Die Gemeinde Kornwestheim geht nicht auf die Stammheimer zu und bindet sie in die weitere Planung auch nicht mit ein. Der Bezirksbeirat Stammheims, der sich fraktionsübergreifend für den Schutz der Stammheimer einsetzt, wird nicht einmal informiert, geschweige denn gehört. Anträge, die zu diesem Thema in den Stuttgarter Gemeinderat eingebracht werden, verlaufen – auf Dauer-Wiedervorlage gelegt – im Sande. Für den Stadtbezirk maßgebliche Informationen erhalten die Bürger und das Bezirksamt nur aus der Zeitung.
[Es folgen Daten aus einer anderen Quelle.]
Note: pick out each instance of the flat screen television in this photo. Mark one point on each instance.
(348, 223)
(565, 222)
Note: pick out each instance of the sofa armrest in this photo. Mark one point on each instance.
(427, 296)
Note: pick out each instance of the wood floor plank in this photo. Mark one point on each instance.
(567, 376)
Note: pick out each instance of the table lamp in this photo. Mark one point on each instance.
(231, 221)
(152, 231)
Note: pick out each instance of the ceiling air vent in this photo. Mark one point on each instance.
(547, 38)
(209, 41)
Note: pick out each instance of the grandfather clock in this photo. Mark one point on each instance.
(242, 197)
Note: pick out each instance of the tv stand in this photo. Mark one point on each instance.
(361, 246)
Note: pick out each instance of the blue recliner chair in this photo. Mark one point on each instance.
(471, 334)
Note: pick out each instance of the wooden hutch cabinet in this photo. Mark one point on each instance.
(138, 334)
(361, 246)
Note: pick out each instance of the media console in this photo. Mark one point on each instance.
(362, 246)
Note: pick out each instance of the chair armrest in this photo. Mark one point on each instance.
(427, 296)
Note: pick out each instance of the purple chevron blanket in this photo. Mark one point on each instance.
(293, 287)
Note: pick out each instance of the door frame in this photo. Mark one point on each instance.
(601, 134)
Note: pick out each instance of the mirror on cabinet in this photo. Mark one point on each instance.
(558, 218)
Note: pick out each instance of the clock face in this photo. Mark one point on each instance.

Dies ist ein sehr frustrierender Zustand, der das Vertrauen der Einwohner in den Rechtsstaat und in ihre Stadtverwaltung stark erschüttert. Die Stammheimer haben viel auf sich genommen, um ihre Lebens- und Wohnqualität zu schützen und zu verbessern und werden nun, obwohl sie juristisch nachweislich im Recht sind, dennoch ihrer Rechte auf Lärmschutz und allgemeinen Schutz vor heranrückender industrieller Bebauung beraubt.
Es ist uns wichtig zu betonen, dass auch wir selbstverständlich eine Notwendigkeit für Gewerbe- und Industriegebiete sehen, aber die bisher erlebte Rigorosität und Kompromisslosigkeit der planenden Gemeinde Kornwestheim und der zuständigen Behörden und Verwaltung in Stuttgart, die keinerlei Unterstützung bieten, unseres Erachtens in eine Sackgasse führt. Eine für alle annehmbare Lösung kann nur im gegenseitigen Dialog unter Einbeziehung aller Betroffenen und unter Berücksichtigung aller Interessen gefunden werden.
Für den Bürgerverein
Dr. Anne Gabius
1. Vorsitzende, Bürgerverein Stuttgart-Stammheim e.V.